Ludwigsburgs neuer Chefdirigent: Pietari Inkinen Foto: dpa

Im Eröffnungskonzert der Ludwigsburger Schlossfestspiele hat sich der neue finnische Chefdirigent des Festivals vorgestellt: Pietari Inkinen spielte Geige in Bachs d-Moll-Doppelkonzert und dirigierte Jean Sibelius’ monumentale „Kullervo-Sinfonie“

Herzlich willkommen! Das, mag mancher Besucher am Freitagabend im fast ausverkauften Ludwigsburger Forum am Schlosspark gedacht haben, könnte auch eine Bedeutung des riesigen Halbkreises sein, mit dem der finnische Männerchor Ylioppilaskunnan Laulajat beim Eröffnungskonzert der Schlossfestspiele auf der Bühne das linke mit dem rechten Parkett verbindet. Fünfzig finnische Männer singen, was man von fünfzig finnischen Männern erwartet: Chorsätze von Jean Sibelius über Wasser, Wellen und Tod, getragen vom dunklen, voll klingenden Resonanzraum maskuliner Kehlen.

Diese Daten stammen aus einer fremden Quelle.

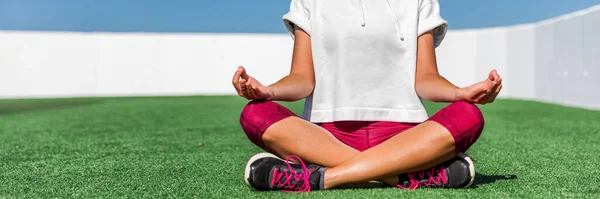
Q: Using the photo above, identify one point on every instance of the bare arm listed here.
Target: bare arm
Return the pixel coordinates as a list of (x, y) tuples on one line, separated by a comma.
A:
[(301, 80), (431, 86), (295, 86)]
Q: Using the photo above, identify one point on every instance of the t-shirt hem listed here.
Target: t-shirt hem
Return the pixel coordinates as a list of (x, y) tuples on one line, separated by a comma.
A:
[(366, 114)]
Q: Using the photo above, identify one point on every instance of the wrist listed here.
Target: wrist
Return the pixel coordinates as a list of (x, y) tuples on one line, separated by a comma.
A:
[(457, 95)]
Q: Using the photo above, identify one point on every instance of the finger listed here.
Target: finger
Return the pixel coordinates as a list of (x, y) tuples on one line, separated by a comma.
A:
[(492, 98), (243, 88), (492, 75), (244, 75), (252, 93), (236, 78)]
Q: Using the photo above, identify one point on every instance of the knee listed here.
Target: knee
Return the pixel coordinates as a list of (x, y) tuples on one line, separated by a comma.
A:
[(469, 114), (468, 121), (258, 115), (253, 114)]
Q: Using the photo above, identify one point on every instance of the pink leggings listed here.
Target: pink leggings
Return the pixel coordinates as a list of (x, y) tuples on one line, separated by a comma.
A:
[(463, 120)]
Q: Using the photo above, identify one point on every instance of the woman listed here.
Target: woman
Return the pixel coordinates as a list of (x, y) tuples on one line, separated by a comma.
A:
[(363, 67)]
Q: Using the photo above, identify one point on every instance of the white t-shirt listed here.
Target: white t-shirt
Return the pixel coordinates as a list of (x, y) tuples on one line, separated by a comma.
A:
[(364, 55)]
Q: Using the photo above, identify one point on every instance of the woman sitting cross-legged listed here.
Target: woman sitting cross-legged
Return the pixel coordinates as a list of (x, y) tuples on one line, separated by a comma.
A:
[(363, 68)]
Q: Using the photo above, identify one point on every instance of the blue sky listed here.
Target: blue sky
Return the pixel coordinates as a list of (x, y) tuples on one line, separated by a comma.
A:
[(248, 16)]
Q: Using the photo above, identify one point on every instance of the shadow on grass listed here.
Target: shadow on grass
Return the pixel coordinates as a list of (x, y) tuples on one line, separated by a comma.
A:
[(27, 105), (487, 179), (480, 179)]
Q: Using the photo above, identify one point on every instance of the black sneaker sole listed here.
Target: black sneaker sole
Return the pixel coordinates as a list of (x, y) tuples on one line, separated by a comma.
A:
[(471, 168), (252, 159)]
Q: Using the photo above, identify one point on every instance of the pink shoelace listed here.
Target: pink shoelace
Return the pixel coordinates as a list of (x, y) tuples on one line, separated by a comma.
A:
[(414, 184), (290, 174)]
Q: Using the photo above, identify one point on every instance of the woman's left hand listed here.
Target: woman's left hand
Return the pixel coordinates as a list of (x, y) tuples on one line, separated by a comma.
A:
[(483, 92)]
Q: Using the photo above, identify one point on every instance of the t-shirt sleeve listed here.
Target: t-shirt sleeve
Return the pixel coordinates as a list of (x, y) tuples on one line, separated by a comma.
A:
[(430, 19), (298, 17)]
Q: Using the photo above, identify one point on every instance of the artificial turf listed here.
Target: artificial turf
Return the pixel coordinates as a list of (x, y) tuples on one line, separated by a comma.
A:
[(149, 147)]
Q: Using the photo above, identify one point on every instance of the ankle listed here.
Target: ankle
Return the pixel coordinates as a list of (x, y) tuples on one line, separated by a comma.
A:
[(329, 179), (390, 180)]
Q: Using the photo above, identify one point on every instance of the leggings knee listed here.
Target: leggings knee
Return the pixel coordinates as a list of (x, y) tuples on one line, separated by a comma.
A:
[(464, 121), (258, 115)]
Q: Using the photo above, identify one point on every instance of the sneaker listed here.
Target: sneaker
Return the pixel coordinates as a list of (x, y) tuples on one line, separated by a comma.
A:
[(266, 172), (459, 172)]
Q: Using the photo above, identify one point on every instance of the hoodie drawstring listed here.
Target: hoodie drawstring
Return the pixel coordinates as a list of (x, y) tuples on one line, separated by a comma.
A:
[(363, 23), (395, 19)]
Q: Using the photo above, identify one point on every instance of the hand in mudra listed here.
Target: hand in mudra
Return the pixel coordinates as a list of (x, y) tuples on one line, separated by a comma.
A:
[(248, 87), (483, 92)]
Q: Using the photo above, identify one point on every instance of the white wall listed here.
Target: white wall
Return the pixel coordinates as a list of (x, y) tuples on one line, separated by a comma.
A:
[(557, 60)]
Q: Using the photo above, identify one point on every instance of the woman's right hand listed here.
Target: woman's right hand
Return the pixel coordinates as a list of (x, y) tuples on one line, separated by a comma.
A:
[(248, 87)]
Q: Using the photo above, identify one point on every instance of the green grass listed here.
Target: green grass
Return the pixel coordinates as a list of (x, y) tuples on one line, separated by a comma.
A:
[(148, 147)]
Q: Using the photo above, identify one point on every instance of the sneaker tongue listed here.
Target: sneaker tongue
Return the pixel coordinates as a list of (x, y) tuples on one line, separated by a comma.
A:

Dieser Anfang ist eine Behauptung, und die nachfolgende Rede ist es auch. Wer schließlich hätte ein Festival, welches das „Spiel mit Identitäten“ zu seinem Motto erklärt, besser eröffnen können als ein Deutscher mit türkischen Wurzeln, der mit einer Argentinierin verheiratet ist und dessen Partei sich die Integration des Fremden und anderen besonders offensiv auf die Fahnen geschrieben hat? Cem Özdemir, Bundesvorsitzender der Grünen, wäre auch ohne seine klaren, bündigen Worte über die Vorreiterfunktion der Kultur im Einwanderungsland Deutschland der richtige Mann gewesen.

Ob Pietari Inkinen der richtige Mann für Bachs d-Moll-Doppelkonzert für zwei Violinen ist (oder, andersherum betrachtet, Bach der richtige Mann für den Geiger Inkinen), darf hingegen durchaus bezweifelt werden. Gemeinsam mit einem in der Tiefe (mit zwei Kontrabässen) angefetteten Festspielorchester und an der Seite des stellvertretenden Konzertmeisters im Stuttgarter Staatsorchester, Gustavo Surgik, serviert der neue Ludwigsburger Chefdirigent als Solist barocke Konzertmusik mit vibratogeschwängertem, undifferenziertem Klang, im zweiten Satz schleppend, außerdem viel zu einförmig und grobschlächtig in der Gestaltung von Dynamik, Tempi und Affekten. Ein Rückfall in längst vergangen geglaubte Zeiten.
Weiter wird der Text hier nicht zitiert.